In Vedic science, the meditative mind in samadhi is regarded as the appropriate instrument for knowing the inner reality. Pure consciousness, God or Brahman, after all, is beyond any mundane name, form, number, time, place and person or it would just be another object or entity in the outer world. That which comprises the totality but is not limited by the totality cannot be examined by the instruments that work to provide knowledge of limited things.

This does not mean that examining the brain waves of meditators and other scientific experiments of this order are not of any value, but that these are secondary and indirect means of knowing the internal reality, like trying to examine a person through their body as reflected in a mirror, rather than examining the body directly.

We must employ the right instrument of knowledge to gain adequate knowledge of something. One cannot see the Sun with one’s ears, for example. Only the eyes will reveal the light of the Sun. Similarly, the appropriate instrument for knowing the universal Being is not a limited instrument that looks externally, like a telescope, but the silent mind that is able to see within.

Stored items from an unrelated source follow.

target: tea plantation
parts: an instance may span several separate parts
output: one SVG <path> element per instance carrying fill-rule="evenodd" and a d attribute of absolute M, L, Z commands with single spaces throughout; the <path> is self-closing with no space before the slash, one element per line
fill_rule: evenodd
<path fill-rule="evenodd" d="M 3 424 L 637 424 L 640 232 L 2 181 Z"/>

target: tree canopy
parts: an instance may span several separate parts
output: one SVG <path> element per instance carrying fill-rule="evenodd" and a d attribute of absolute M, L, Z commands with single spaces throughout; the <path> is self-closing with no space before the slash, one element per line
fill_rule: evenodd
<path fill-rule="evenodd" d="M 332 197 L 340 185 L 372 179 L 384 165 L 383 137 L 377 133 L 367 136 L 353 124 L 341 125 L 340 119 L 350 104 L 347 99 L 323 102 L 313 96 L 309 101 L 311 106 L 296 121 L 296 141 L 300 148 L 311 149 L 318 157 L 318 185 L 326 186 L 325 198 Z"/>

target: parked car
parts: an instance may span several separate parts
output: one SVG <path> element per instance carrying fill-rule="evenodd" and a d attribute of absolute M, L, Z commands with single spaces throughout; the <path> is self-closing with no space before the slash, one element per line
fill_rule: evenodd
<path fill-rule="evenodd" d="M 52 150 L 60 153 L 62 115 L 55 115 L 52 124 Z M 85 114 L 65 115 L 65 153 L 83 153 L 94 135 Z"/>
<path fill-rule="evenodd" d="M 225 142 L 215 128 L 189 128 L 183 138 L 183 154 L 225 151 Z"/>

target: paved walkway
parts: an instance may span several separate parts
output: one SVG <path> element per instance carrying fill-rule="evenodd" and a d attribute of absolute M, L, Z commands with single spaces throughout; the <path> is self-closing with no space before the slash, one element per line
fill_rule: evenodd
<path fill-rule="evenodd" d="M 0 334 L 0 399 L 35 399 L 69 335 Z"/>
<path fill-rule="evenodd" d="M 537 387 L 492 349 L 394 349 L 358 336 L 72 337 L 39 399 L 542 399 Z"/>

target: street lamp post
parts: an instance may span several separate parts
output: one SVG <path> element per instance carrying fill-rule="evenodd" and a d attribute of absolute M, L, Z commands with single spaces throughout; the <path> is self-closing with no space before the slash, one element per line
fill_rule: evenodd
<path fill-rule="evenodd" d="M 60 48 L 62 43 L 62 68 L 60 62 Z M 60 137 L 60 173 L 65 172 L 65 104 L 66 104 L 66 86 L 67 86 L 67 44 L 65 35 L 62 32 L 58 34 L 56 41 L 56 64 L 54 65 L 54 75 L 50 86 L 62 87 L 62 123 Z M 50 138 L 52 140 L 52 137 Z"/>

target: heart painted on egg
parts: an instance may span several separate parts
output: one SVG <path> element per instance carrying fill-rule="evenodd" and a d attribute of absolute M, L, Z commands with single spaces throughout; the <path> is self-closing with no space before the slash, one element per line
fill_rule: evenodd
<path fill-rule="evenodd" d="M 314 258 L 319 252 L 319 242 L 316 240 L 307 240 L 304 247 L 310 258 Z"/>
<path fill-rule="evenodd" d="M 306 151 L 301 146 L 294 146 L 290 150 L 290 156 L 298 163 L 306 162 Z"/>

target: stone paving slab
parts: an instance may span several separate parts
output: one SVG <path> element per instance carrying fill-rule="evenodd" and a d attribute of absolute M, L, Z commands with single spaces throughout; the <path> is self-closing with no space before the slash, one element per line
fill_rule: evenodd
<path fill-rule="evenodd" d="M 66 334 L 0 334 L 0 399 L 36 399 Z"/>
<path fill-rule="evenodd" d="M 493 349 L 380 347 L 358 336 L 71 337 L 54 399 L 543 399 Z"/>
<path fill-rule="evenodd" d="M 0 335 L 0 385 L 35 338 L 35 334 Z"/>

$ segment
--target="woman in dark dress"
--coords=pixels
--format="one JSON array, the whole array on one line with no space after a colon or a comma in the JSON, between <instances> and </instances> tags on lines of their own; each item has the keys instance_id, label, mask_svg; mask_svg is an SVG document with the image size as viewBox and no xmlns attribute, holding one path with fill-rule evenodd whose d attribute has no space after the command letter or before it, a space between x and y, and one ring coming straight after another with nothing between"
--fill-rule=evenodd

Yet while samadhi may not be an ordinarily recognized means of knowledge in science, we must note that many great scientific discoveries have been made by scientists when they were in the reverie of the inspired, concentrated or peaceful mind, in a kind of samadhi. Those who do deep research or concentrated thinking also develop the mind in a yogic way that can fall into samadhi, even without knowing what the state is! One could argue that all great discoveries or inspirations arise in a samadhi- like state of absorption and concentration.

Yet samadhis cannot be taken without scrutiny either and, like any source of knowledge, they also can be limited, mixed or partial. They are of different types and lesser samadhis may not yield entirely correct knowledge.